Goals for the Upcoming Week

  • Polish TD-IDF
  • Work on BERT

Tasks Done

  • Pre-processing: Previous code had lots of errors, I fixed the errors and added a space between words
  • TF-IDF: Completed the matrix with Scikit-Learn with weighted values

Week: 8/10

Overview of Things Learned:

Achievement Highlights

  • Learned about BERT, how it works, and its advantages
  • Began training BERT model with data gathered from The Commons Forums

Goals for the Upcoming Week

  • Learn more about BERT
  • Continue working on the model and fine tune any mistakes

Tasks Done

  • Data processing: I reprocessed my data from The Commons to work better with BERT and also reprocessed to reduce noise from the posts.
  • BERT: I created a simple BERT model and tested small data sets.

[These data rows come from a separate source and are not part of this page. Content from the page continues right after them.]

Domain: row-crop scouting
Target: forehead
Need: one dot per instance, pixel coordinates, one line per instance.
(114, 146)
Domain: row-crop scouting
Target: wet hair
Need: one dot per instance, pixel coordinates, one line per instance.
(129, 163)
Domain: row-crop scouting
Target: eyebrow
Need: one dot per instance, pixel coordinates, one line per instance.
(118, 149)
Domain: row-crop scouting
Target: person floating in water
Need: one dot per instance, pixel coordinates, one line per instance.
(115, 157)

I am working on fine-tuning the model to reduce the percentage of error.

Week: 8/17

Overview of Things Learned:

  • Technical Area: Machine Learning, BERT
  • Tools: DistillBERT, Machine Learning
  • Soft Skills: #communication #teamwork

Achievement Highlights

  • Learned about more BERT with teammates
  • Troubleshooted and fixed few problems, made BERT model more accurate

Goals for the Upcoming Week

  • Complete BERT
  • Work on AWS and Docker

Tasks Done

  • Finished training BERT model and learned a lot about how it worked

Week: 8/24

Overview of Things Learned:

Achievement Highlights

  • Tried to deploy BERT model I made with AWS/Docker
  • Examined performance of model

Goals for the Upcoming Week

  • Continue to learn more about Machine Learning and programming in general after the internship!

Tasks Done

  • Finished BERT and deployment using AWS/Docker

FINAL SELF-ASSESSMENT: Brief Summary of Things Learned

  1. Web Scraping: Learned how to gather data from forums using JSON files, selenium, BeautifulSoup, and requests.
  2. Pre-Processing: Learned how to process large data sets and remove html tags, symbols, and other unwanted information using python libraries.
  3. TF-IDF: Learned how to use Scikit-learn and Scipy to created a weighted TD-IDF vector matrix using the processed data scrapped from forums.
  4. BERT: I had a lot of problems as I was new to this but I managed to fix most of them. I learned a lot about BERT and PyTorch and managed to finish the model.
  5. Deployment: I learned how to use Docker, AWS, and Flask to deploy a simple machine learning application.